Northwell, which operates 17 hospitals, has had financial counselors on staff for years, but their jobs were largely to work with a small segment of the patient population to determine if they were eligible for Medicaid benefits, or if they qualified for significant discounts on their bills because of their income level. But in the past two years, that’s all changed.

“Now we have a lot of insured patients being treated who simply can’t afford their healthcare,” Danza says. “When many of those patients come into the emergency department, their health plans basically treat them like they’re uninsured.

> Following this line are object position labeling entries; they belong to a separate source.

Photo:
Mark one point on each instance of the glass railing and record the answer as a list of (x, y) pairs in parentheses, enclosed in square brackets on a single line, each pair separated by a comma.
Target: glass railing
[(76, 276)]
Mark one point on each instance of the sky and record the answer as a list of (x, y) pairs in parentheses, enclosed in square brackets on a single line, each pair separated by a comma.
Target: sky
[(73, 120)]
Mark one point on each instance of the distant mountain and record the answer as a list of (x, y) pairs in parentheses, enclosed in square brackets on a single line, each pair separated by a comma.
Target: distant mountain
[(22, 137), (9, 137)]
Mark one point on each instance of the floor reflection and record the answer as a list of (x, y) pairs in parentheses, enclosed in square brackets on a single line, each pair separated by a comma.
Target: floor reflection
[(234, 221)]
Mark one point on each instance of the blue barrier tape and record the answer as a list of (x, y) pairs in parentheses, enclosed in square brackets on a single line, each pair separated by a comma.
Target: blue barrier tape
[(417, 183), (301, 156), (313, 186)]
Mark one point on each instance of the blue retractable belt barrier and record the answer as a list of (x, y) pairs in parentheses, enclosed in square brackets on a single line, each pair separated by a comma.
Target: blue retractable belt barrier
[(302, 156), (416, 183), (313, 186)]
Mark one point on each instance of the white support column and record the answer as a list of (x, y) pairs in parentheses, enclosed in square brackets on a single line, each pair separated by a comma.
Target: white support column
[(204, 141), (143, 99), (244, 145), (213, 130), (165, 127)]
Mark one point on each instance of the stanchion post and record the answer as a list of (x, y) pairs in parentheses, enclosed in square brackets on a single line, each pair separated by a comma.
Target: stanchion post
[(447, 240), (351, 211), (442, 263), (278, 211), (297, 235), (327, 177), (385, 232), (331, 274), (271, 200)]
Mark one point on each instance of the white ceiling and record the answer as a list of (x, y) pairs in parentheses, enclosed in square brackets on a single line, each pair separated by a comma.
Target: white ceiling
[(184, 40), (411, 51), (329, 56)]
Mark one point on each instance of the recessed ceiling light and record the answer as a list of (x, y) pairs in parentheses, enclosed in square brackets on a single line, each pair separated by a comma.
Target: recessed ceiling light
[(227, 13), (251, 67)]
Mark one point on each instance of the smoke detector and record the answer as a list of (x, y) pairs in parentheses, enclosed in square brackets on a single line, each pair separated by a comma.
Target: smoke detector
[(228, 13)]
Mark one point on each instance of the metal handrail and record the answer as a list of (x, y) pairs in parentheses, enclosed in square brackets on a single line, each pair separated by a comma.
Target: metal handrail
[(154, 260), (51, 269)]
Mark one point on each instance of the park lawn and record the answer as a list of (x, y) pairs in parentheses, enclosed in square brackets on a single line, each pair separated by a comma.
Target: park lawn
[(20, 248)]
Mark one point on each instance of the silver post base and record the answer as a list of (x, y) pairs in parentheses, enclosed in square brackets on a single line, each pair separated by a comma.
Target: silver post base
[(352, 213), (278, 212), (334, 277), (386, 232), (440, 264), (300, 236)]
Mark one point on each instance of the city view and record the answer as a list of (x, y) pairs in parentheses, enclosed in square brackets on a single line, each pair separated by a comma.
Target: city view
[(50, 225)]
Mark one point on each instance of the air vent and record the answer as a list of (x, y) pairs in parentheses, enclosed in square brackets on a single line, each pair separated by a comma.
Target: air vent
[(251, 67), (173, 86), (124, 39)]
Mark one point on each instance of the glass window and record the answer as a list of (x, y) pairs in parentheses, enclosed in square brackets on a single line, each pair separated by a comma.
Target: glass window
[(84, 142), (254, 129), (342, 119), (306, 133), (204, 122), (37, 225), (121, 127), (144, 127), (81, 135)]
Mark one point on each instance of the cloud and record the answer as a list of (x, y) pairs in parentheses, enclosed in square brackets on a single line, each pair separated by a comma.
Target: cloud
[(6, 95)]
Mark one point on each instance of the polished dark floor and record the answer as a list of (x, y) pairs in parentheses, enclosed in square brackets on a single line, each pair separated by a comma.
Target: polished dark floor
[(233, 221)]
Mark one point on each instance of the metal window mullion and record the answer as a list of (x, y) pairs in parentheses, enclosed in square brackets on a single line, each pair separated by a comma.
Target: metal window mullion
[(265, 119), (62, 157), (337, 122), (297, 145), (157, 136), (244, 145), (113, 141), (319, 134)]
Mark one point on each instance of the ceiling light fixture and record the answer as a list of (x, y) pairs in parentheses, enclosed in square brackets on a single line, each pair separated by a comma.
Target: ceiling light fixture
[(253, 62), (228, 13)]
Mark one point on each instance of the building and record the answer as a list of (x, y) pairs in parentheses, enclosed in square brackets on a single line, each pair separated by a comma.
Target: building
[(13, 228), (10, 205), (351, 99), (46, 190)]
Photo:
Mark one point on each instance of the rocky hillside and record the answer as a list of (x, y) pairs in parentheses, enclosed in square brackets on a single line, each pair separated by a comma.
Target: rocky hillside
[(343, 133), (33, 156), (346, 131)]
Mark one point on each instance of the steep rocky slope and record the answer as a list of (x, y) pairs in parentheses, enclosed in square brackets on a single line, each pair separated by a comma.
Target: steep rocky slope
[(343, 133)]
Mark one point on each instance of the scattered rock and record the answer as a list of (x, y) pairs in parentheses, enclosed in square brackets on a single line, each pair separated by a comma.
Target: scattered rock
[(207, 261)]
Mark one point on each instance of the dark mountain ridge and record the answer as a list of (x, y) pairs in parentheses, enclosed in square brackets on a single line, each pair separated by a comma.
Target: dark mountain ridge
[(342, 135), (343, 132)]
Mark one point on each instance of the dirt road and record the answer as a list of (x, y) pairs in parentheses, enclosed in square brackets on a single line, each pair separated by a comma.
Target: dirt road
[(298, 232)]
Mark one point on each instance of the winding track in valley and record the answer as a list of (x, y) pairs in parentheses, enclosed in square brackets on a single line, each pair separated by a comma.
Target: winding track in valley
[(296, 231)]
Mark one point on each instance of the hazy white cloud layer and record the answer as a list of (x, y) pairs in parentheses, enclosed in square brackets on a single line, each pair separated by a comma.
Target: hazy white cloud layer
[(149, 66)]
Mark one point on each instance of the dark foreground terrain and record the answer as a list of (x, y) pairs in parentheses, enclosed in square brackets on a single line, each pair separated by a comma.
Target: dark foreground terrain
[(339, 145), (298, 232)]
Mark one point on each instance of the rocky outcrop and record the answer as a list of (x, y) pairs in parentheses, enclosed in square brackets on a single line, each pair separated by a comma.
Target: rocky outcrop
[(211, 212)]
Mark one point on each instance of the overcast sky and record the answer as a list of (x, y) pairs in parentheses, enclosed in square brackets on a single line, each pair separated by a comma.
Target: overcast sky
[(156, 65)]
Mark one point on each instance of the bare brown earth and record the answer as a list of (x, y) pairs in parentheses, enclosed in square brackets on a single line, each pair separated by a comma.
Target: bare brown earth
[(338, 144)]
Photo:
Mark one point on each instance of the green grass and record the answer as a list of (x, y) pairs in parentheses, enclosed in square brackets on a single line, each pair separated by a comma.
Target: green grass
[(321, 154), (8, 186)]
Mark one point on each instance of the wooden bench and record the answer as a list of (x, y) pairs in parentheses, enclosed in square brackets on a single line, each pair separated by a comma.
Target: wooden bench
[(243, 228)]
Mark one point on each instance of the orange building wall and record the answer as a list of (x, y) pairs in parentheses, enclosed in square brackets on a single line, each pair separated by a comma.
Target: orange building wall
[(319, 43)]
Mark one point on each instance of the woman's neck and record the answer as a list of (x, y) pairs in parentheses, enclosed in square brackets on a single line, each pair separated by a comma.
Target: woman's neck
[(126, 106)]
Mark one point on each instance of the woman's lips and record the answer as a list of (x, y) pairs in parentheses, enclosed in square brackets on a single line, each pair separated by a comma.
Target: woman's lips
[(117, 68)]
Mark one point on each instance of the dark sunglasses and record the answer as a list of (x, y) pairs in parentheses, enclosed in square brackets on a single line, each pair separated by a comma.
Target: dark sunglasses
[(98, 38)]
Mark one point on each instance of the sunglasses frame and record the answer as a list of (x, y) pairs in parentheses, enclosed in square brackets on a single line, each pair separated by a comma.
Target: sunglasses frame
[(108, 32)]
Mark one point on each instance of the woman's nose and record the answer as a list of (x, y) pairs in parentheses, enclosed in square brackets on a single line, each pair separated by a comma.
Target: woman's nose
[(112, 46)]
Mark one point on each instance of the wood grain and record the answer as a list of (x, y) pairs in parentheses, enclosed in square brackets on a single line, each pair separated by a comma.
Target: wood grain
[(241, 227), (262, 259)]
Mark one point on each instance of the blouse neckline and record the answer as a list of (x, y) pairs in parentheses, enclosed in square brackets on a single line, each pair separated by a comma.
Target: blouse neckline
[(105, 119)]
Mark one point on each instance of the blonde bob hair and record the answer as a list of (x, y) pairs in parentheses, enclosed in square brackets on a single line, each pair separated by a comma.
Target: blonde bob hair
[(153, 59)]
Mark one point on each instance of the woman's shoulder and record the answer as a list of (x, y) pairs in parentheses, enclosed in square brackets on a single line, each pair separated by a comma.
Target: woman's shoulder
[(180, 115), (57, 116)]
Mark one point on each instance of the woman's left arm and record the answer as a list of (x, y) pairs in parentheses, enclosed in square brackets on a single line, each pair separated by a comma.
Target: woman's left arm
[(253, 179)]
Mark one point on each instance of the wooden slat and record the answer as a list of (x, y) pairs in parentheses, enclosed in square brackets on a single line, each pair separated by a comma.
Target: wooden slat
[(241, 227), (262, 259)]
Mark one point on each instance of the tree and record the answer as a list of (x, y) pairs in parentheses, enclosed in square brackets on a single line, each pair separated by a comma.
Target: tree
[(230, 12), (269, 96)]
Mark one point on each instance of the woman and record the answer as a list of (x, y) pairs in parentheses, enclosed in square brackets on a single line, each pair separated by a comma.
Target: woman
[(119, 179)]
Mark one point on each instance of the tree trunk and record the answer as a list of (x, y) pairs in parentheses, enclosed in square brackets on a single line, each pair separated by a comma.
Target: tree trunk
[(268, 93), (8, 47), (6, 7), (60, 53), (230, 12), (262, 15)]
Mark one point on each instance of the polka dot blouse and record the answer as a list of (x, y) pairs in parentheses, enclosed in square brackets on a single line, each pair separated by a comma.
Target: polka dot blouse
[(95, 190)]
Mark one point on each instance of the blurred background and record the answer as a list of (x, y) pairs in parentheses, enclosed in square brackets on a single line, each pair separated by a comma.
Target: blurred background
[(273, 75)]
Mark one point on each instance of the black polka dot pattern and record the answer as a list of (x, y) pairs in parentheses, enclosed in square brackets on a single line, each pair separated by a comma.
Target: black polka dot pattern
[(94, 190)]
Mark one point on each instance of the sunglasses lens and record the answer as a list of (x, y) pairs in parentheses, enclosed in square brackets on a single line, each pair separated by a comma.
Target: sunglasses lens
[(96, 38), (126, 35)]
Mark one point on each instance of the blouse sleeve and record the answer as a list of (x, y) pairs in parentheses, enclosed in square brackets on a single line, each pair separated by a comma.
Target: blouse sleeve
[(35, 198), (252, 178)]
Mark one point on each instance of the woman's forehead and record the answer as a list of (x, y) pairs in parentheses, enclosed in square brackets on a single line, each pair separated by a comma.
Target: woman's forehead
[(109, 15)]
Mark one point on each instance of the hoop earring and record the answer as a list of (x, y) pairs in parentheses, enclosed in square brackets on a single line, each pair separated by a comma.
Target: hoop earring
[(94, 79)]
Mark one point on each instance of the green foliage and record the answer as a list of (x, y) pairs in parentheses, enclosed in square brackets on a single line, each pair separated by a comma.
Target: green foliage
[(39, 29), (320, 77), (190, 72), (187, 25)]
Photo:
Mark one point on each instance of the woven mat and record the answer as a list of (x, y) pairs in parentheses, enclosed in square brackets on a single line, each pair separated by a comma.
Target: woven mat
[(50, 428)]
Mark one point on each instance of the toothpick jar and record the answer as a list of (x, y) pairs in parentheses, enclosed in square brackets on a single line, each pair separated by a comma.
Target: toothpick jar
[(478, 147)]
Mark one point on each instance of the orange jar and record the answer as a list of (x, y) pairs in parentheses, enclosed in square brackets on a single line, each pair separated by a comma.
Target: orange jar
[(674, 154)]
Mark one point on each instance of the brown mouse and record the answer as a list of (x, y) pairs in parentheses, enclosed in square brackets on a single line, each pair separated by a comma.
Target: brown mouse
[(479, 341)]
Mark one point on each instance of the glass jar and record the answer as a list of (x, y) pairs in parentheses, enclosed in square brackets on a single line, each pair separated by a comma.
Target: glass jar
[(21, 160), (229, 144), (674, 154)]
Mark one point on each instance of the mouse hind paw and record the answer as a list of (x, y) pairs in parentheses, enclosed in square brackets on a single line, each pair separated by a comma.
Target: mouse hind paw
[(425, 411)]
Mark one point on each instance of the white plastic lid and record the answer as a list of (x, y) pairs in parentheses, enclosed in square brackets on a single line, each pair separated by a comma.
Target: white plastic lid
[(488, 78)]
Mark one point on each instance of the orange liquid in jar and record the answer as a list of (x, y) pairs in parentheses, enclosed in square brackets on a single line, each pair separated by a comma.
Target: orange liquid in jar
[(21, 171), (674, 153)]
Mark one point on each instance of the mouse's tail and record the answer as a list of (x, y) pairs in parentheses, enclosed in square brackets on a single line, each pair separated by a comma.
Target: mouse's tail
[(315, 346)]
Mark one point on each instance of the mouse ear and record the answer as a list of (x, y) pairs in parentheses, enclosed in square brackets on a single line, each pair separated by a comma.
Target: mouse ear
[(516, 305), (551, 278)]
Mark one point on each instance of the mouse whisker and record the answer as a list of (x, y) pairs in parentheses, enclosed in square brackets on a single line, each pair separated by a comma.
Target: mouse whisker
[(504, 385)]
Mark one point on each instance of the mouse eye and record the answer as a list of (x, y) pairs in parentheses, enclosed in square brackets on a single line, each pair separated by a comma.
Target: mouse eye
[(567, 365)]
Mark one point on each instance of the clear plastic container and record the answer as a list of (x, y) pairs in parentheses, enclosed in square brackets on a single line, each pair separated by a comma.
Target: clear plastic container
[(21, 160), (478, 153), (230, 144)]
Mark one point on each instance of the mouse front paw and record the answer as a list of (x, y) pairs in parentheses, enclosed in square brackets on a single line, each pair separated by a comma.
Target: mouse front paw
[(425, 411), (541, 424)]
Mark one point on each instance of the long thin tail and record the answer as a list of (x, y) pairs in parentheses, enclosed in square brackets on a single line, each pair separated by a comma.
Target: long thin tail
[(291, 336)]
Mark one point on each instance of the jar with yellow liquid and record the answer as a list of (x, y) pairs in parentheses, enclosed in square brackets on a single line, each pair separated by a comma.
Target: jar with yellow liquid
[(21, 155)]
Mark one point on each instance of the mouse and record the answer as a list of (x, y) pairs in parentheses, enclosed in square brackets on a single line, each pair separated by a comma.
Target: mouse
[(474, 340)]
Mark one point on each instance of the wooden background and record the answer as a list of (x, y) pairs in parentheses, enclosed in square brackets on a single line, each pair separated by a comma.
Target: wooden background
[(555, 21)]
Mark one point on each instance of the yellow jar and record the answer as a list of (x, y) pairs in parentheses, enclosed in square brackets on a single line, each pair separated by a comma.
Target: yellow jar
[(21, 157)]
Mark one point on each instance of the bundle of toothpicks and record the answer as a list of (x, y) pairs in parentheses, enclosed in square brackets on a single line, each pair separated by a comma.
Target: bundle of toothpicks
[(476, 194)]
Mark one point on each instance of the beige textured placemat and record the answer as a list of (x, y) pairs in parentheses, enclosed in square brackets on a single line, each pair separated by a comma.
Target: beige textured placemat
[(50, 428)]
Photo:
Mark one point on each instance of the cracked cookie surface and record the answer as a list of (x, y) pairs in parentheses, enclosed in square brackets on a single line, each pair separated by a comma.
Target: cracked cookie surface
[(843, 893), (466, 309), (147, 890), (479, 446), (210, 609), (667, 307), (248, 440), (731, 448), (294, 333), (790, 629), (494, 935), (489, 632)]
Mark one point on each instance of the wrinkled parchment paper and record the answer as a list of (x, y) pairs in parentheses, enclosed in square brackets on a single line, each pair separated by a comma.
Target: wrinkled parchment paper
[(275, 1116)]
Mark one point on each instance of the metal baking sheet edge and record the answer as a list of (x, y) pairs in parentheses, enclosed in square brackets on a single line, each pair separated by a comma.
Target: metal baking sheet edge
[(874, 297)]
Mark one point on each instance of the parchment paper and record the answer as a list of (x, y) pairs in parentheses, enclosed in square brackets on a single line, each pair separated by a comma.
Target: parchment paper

We’ve had to significantly staff up on financial counselors to communicate with patients who need help understanding how their health coverage works, how much they will be responsible for paying, and finding ways to pay for their care.

Katz Women's Hospital, Northwell Health
Katz Women's Hospital, Northwell Health Photo courtesy of Northwell Health Foundation

“The biggest challenge is not collecting the money—it’s about focusing, right at registration, on how to provide the best patient experience and inform them every step of the way how much the various services will cost and how much they will be responsible for.”

The insurance options under the Affordable Care Act as well as overhauls of insurance offered by employers have combined to create a huge rise in the number of patients with high-deductible health plans.

The National Center for Health Statistics found that nearly 37 percent of insured patients under the age of 65 were in high-deductible plans in 2014, compared with just 6.6 percent in 2009. In addition, a Kaiser Family Foundation survey of workers covered by company-sponsored health plans found that the average annual out-of-pocket costs per worker shot up 230 percent from 2009 to 2015.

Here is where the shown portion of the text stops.